De acordo com directiva operacional aprovada pelo Governo, a partir de 15 de maio terão de estar disponíveis 35 meios aéreos. No total, o Governo espera contar com 50 meios aéreos na fase mais crítica da época de incêndios, sendo que já terá adjudicado 42 meios aéreos. Acontece que, segundo o jornal Público, o Governo não fechou contrato com a empresa italiana que se comprometeu a fornecer 20 helicópteros ligeiros. E, mesmo com esses 42 meios aéreos assegurados, continua por “fechar” a contratação dos restantes oito meios aéreos e a substituição dos três Kamov inoperacionais — sendo que estes contratos também terão de seguir para o Tribunal de Contas. Tudo somado, o Executivo de António Costa dificilmente terá os 50 meios aéreos previstos disponíveis a 1 de junho, tal como o estipulado.

Confrontado com as questões dos deputados, Eduardo Cabrita foi repetindo que o Estado português já garantiu a contração de 42 meios aéreos, sublinhando, aqui e ali, o facto de os contratos estarem ainda a aguardar o parecer do Tribunal de Contas. “Contamos com uma intervenção célere do Tribunal de Contas”, chegou a dizer o ministro da Administração Interna.

Eduardo Cabrita acabou por deixar uma garantia: existem “dez” aeronaves prontas a voar em situação de emergência, mesmo antes de receberem parecer do Tribunal de Contas — ou seja, em “circunstâncias excepcionais” e já previstas na lei.

Mas quando é que estarão verdadeiramente operacionais os 50 meios aéreos definidos pelo Governo?
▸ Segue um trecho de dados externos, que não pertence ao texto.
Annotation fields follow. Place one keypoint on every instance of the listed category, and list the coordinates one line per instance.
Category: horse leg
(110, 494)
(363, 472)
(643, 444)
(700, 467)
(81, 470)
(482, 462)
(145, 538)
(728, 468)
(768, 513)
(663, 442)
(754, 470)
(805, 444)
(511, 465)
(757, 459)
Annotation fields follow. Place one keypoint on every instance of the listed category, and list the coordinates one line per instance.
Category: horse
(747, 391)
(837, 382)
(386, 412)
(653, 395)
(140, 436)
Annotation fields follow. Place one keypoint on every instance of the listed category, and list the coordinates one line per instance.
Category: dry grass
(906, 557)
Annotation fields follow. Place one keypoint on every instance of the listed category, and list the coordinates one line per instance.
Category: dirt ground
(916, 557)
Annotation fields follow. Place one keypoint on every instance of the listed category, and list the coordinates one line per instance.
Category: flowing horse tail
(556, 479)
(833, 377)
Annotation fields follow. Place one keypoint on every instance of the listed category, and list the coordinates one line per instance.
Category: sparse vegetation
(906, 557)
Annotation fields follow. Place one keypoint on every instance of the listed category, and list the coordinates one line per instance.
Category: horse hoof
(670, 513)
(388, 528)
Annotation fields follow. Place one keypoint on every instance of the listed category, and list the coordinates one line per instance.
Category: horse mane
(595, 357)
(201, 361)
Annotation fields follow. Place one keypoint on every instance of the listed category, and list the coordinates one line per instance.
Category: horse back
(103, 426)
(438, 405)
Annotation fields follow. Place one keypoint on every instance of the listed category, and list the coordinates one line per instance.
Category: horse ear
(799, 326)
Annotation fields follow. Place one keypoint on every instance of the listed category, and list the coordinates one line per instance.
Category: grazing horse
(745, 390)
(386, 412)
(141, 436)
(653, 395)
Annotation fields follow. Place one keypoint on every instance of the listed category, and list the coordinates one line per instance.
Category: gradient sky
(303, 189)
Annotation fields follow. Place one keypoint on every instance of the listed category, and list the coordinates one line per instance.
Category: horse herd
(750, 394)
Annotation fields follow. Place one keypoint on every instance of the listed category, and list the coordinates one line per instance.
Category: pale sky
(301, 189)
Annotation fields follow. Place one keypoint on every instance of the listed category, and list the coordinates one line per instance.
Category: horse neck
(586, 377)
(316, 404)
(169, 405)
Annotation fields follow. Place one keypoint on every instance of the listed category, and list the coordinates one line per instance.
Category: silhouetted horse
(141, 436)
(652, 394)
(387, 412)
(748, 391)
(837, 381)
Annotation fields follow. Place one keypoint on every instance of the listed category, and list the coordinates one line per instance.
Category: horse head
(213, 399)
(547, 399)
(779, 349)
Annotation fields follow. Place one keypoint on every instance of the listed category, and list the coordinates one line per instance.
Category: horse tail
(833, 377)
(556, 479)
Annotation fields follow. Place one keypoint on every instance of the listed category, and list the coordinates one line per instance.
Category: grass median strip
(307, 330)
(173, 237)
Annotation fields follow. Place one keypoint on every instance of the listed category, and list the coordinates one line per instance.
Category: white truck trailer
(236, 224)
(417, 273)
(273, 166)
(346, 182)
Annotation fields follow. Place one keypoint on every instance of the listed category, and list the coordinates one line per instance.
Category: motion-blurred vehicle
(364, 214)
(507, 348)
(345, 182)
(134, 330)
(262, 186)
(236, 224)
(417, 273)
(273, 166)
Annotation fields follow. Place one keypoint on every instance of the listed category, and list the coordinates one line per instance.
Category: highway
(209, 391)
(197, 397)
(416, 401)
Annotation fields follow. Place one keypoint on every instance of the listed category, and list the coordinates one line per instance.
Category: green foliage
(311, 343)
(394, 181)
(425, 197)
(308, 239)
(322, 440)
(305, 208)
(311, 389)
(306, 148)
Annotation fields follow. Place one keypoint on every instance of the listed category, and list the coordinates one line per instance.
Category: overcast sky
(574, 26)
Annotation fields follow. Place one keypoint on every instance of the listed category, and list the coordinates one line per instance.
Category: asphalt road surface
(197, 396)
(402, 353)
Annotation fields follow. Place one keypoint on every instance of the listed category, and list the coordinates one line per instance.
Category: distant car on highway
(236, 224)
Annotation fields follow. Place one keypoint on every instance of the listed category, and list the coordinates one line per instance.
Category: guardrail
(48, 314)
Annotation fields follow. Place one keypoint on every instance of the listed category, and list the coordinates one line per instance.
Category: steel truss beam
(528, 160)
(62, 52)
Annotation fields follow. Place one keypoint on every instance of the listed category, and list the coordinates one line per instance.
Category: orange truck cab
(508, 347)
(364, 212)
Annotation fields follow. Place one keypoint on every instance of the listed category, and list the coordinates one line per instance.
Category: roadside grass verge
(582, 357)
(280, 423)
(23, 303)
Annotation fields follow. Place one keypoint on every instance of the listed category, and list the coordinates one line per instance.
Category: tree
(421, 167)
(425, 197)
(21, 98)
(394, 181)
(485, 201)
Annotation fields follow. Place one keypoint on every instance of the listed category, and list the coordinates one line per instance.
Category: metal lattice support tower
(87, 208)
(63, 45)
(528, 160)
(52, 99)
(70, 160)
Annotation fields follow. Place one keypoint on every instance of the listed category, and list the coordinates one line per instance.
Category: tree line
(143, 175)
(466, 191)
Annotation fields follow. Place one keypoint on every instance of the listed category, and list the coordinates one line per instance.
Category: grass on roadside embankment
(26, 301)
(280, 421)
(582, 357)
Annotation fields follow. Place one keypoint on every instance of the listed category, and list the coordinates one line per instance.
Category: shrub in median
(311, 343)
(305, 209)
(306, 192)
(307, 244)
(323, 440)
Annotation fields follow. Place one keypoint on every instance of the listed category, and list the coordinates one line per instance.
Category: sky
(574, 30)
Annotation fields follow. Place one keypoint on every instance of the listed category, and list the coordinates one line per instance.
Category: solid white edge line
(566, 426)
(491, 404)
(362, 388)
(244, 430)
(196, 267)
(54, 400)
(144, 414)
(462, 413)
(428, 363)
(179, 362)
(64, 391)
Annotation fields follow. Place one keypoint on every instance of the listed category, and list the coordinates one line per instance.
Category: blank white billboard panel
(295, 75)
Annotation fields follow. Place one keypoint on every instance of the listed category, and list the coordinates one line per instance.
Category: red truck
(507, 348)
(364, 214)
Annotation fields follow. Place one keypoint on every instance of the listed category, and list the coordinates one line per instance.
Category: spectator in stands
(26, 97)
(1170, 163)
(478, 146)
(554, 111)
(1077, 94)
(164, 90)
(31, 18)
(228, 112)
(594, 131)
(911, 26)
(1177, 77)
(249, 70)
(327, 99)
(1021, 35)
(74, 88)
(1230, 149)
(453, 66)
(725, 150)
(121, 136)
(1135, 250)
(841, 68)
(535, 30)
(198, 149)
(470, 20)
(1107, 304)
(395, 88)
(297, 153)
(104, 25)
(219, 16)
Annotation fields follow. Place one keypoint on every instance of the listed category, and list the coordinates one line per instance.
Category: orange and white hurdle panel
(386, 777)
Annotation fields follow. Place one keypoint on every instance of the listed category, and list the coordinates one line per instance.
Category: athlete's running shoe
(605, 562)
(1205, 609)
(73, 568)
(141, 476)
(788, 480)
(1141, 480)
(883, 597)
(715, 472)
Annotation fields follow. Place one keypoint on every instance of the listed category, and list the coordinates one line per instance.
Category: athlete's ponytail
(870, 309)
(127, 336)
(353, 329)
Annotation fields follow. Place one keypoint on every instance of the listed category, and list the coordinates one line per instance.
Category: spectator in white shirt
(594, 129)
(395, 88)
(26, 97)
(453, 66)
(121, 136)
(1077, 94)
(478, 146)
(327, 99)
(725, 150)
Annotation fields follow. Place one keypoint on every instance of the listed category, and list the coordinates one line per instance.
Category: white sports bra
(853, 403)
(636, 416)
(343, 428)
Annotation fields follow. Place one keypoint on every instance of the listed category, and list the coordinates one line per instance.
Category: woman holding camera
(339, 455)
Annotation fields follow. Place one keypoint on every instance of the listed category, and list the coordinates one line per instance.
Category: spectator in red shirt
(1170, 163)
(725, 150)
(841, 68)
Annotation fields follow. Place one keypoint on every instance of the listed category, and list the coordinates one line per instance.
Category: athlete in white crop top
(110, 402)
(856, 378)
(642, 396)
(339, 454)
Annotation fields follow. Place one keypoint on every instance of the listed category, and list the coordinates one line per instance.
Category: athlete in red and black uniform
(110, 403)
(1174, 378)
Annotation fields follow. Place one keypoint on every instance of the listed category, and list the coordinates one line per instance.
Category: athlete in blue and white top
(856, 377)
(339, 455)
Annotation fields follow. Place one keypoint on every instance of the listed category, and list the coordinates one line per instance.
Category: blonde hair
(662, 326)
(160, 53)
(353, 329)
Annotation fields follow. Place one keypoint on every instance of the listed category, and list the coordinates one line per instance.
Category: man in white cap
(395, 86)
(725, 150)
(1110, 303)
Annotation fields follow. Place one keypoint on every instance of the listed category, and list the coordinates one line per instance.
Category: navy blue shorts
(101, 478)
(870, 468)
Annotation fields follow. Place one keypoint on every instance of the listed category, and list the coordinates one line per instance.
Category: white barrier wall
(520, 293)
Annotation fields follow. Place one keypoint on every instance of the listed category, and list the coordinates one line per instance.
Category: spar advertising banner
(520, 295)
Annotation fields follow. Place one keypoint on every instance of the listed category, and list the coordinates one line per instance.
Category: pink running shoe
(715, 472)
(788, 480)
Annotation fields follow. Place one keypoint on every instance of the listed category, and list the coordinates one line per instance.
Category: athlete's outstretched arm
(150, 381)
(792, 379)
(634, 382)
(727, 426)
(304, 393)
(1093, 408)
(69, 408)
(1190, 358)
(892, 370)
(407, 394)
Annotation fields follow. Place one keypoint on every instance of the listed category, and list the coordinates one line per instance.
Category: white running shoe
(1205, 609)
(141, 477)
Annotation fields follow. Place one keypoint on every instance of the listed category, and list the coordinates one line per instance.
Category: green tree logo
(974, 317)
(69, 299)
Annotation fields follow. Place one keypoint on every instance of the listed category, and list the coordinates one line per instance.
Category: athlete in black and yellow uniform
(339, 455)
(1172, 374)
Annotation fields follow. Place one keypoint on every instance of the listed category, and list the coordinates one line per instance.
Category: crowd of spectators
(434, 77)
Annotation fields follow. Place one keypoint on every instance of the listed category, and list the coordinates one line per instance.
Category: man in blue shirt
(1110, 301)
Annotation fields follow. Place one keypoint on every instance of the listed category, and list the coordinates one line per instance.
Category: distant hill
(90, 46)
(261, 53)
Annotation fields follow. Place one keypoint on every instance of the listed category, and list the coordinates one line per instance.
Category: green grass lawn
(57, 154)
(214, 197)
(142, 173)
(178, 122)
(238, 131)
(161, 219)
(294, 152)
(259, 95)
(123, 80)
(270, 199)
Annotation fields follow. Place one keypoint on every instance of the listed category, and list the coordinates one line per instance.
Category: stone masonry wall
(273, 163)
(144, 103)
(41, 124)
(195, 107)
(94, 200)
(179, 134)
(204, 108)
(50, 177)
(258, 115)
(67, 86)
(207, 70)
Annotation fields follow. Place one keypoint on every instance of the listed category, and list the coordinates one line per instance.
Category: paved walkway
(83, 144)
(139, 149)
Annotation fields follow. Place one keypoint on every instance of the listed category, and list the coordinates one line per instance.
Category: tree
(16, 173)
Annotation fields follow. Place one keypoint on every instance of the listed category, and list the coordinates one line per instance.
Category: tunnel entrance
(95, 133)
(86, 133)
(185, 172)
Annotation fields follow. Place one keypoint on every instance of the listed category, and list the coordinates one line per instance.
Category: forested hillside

Eduardo Cabrita não o disse. Isto mesmo depois de PSD e CDS terem desafiado o ministro a assegurar que todas as aeronaves vão estar disponíveis no período mais crítico da época de incêndios.

O que aconteceu aos três Kamov parados?

Em março, a Autoridade Nacional de Proteção Civil encerrou as instalações, em Ponte de Sor, onde os Kamov estavam a ser reparados, e, depois de encerrado o hangar, Eduardo Cabrita assegurou que este ano seria aquele com “o melhor quadro de defesa do país com meios aéreos”.

Em resposta, a Everjets reclamou uma indemnização à ANPC por apenas lhe terem sido entregues três dos seis helicópteros que o Estado tinha, mas o tribunal não lhe deu razão.

Esta terça-feira, no Parlamento, desafiado a explicar o que se passava com os três helicópteros pesados Kamov (são seis, no total) e a esclarecer se o Governo pretendia ou não contratar mais helicópteros pesados, Cabrita não respondeu à primeira pergunta e confirmou a segunda.

Quanto ao que aconteceu aos três Kamov parados em Ponte de Sor, o ministro limitou-se a dizer que houve uma decisão da Autoridade Nacional de Aviação Civil (ANAC) de “retirar a certificação” à empresa que fazia a gestão destes aparelhos, sem acrescentar mais.

Sobre a possibilidade de contratar mais helicópteros pesados, Cabrita confirmou que está a fazer uma consulta de mercado para disponibilização adicional de meios pesados”, mas desmentiu a informação inicialmente avançada: estes helicópteros “serão alugados” e não comprados.